To obtain population-level files (BIM/BED/FAM) that can be fed into Step 1 above, we perform the following steps: (1) Download 1KG Phase 3 data (PGEN and PVAR) from here, see Merged dataset; (2) Filter to keep only variants that are in HapMap3 and UK Biobank; (3) Remove related individuals; (4) Filter to keep only biallelic SNPs with minor allele count at least \(1\) (this differs from usual filtering of alleles that satisfy MAF at least \(0.01\)); (5) Generate BED/BIM/FAM files for each population using population ID files. All of these steps are accomplished using PLINK2.

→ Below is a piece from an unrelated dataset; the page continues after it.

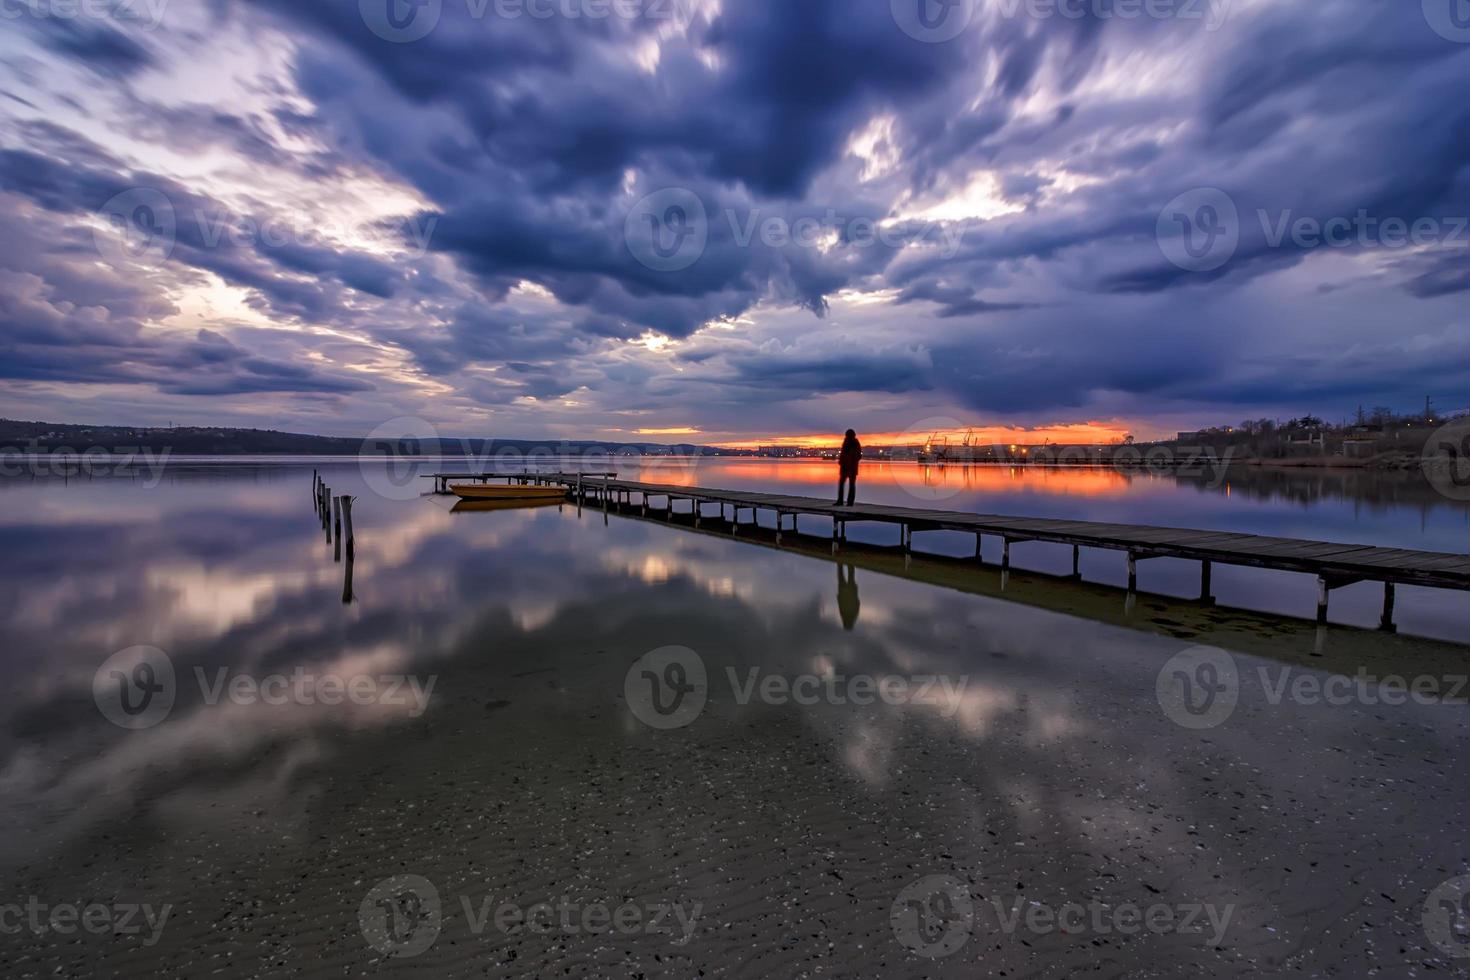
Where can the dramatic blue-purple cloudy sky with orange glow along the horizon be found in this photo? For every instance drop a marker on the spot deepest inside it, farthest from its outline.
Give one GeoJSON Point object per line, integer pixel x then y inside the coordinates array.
{"type": "Point", "coordinates": [740, 218]}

Does Variant Filtering Affect Exchangeability?

Just to demonstrate a concrete implementation of the embedding approach and the scripts prepared above, we report \(p\)-values obtained by running our test on two versions of the 1KG data differing in the variants included.

(Rare variants included, as described in Preparing the population-level files above) All biallelic variants that have minor allele count (MAC) at least \(1\) in the 1KG dataset are included.
(Common variants only, as seen here and provided by the read_1000G function of the bigsnpr package) Only biallelic variants that have minor allele frequency at least \(0.01\) in the 1KG dataset are included.

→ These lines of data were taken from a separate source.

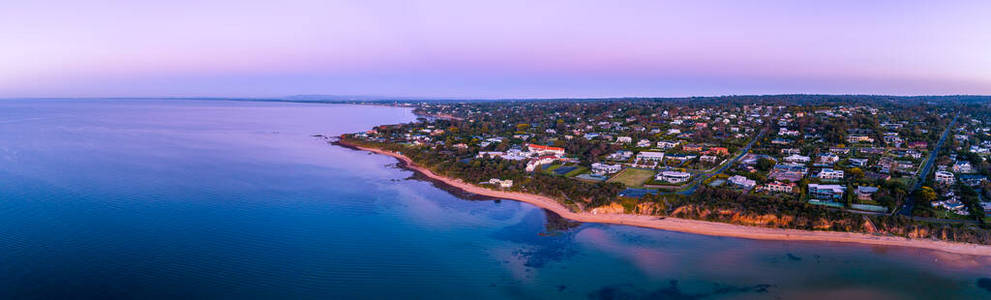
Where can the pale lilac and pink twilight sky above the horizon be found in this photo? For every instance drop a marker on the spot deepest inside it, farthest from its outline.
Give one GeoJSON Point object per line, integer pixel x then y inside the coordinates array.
{"type": "Point", "coordinates": [492, 49]}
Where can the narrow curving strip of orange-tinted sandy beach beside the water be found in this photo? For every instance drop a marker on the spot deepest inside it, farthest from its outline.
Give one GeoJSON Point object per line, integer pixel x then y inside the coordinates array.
{"type": "Point", "coordinates": [694, 226]}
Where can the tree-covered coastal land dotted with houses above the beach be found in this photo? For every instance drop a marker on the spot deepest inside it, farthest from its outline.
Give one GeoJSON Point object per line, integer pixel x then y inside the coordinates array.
{"type": "Point", "coordinates": [833, 163]}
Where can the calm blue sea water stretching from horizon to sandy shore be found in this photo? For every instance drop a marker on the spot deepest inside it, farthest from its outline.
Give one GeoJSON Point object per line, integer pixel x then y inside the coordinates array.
{"type": "Point", "coordinates": [220, 199]}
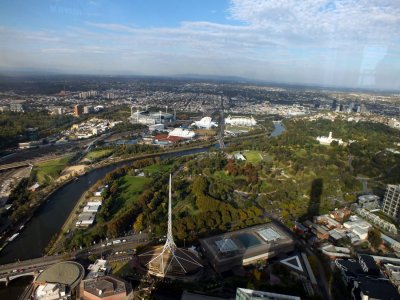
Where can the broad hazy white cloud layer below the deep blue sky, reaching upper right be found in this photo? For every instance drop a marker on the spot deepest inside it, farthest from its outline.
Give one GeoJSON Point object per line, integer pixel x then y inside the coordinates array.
{"type": "Point", "coordinates": [304, 41]}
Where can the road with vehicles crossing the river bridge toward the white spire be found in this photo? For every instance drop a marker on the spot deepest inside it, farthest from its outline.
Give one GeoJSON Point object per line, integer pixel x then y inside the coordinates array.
{"type": "Point", "coordinates": [123, 246]}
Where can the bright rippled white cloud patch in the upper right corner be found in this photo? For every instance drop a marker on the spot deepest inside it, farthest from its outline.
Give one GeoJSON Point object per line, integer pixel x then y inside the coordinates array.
{"type": "Point", "coordinates": [322, 20]}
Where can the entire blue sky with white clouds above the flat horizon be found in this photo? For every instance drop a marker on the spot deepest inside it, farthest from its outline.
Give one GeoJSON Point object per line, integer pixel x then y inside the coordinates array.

Note that the analysis for the first scenario is as described in our Github repo.

We find that when using only common variants, all populations, except for the Yoruban population in Nigeria, are non-exchangeable at \(\alpha=0.05\) level. However, when additional rare variants are included, all populations are non-exchangeable at \(\alpha=0.05\).

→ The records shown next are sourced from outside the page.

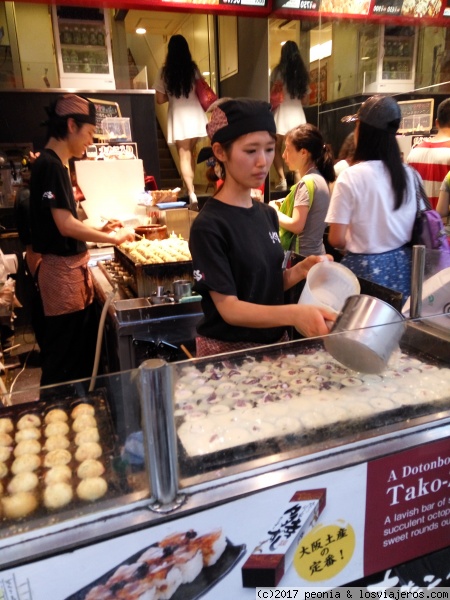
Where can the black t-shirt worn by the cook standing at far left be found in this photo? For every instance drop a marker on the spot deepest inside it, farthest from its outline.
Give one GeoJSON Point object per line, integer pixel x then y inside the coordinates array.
{"type": "Point", "coordinates": [50, 187]}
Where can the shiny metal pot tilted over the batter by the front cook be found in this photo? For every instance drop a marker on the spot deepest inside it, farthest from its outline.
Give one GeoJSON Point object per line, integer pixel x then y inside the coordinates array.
{"type": "Point", "coordinates": [369, 331]}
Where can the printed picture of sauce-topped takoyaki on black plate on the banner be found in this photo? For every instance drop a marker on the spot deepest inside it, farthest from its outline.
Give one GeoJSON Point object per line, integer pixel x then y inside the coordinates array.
{"type": "Point", "coordinates": [183, 566]}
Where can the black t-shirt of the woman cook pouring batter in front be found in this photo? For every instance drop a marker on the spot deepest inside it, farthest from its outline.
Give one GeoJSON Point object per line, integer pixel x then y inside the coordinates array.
{"type": "Point", "coordinates": [237, 251]}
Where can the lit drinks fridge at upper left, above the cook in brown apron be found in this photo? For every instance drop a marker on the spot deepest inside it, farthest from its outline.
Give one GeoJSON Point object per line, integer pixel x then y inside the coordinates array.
{"type": "Point", "coordinates": [83, 49]}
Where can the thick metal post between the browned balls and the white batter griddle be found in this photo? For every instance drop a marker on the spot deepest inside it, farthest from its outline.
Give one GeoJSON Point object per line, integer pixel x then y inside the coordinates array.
{"type": "Point", "coordinates": [158, 425]}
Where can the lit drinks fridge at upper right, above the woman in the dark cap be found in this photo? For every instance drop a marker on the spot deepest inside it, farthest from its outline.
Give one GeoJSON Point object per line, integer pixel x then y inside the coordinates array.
{"type": "Point", "coordinates": [387, 56]}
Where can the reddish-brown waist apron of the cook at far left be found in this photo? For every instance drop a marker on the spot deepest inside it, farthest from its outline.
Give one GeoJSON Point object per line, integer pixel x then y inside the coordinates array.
{"type": "Point", "coordinates": [65, 283]}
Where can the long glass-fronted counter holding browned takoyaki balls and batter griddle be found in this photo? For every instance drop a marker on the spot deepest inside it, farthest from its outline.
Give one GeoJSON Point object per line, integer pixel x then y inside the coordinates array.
{"type": "Point", "coordinates": [164, 429]}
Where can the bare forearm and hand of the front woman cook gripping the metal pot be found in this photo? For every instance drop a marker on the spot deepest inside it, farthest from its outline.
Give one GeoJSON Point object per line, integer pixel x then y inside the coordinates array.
{"type": "Point", "coordinates": [308, 320]}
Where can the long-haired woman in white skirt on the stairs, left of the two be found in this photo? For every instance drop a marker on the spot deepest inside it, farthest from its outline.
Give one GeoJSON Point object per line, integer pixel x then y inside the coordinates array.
{"type": "Point", "coordinates": [186, 119]}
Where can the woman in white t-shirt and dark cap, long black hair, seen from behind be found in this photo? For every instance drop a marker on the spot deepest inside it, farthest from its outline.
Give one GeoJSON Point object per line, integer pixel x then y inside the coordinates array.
{"type": "Point", "coordinates": [373, 204]}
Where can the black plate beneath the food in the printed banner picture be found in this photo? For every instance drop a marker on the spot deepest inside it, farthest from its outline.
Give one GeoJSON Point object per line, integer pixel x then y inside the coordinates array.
{"type": "Point", "coordinates": [207, 578]}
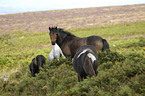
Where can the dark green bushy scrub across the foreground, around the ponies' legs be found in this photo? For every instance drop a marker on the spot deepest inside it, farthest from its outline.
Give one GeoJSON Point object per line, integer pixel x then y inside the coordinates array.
{"type": "Point", "coordinates": [59, 78]}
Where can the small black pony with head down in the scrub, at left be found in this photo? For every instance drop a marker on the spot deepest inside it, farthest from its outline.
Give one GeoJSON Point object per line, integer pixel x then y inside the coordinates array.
{"type": "Point", "coordinates": [36, 64]}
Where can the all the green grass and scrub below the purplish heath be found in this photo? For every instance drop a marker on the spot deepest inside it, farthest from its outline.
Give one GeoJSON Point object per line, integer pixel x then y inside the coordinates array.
{"type": "Point", "coordinates": [121, 72]}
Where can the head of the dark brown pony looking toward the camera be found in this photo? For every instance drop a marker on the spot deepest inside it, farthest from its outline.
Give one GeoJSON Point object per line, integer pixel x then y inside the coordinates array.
{"type": "Point", "coordinates": [53, 34]}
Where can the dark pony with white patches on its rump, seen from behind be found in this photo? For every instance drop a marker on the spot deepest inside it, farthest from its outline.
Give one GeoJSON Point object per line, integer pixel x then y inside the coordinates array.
{"type": "Point", "coordinates": [85, 62]}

## Print table summarising results
kableExtra::kable(data.table::fread("exchangeability_results.txt"))

POP	DESC	MAF1e-2	MAC1
GBR	British in England and Scotland	0.00	0.000
FIN	Finnish in Finland	0.00	0.000
CHS	Southern Han Chinese, China	0.00	0.000
PUR	Puerto Rican in Puerto Rico	0.00	0.000
CDX	Chinese Dai in Xishuangbanna, China	0.00	0.000
CLM	Colombian in Medellin, Colombia	0.00	0.000
IBS	Iberian populations in Spain	0.00	0.000
PEL	Peruvian in Lima, Peru	0.00	0.000
PJL	Punjabi in Lahore,Pakistan	0.00	0.000
KHV	Kinh in Ho Chi Minh City, Vietnam	0.00	0.000
ACB	African Caribbean in Barbados	0.00	0.000
GWD	Gambian in Western Division, The Gambia	0.00	0.000
ESN	Esan in Nigeria	0.00	0.000
BEB	Bengali in Bangladesh	0.00	0.000
MSL	Mende in Sierra Leone	0.00	0.000
STU	Sri Lankan Tamil in the UK	0.00	0.000
ITU	Indian Telugu in the UK	0.00	0.000
CEU	Utah residents with Northern and Western European ancestry	0.00	0.000
YRI	Yoruba in Ibadan, Nigeria	0.07	0.022
CHB	Han Chinese in Bejing, China	0.00	0.000
JPT	Japanese in Tokyo, Japan	0.00	0.000
LWK	Luhya in Webuye, Kenya	0.00	0.000
ASW	African Ancestry in Southwest US	0.00	0.000
MXL	Mexican Ancestry in Los Angeles, California	0.00	0.000
TSI	Toscani in Italy	0.00	0.000
GIH	Gujarati Indian in Houston,TX	0.00	0.000

Thus, our test shows that most populations in the 1KG dataset are non-exchangeable, assuming variants lying in different chromosomes are independent of one another. In the only exception of the Yoruban population (YRI), we find that if only common variants are considered, then the individuals are exchangeable. However, once rare variants are included the individuals lose exchangeability. This observation is consistent with the importance of rare variants capturing recent demographic history, a point acknowledged by population geneticists (Zaidi and Mathieson, 2021).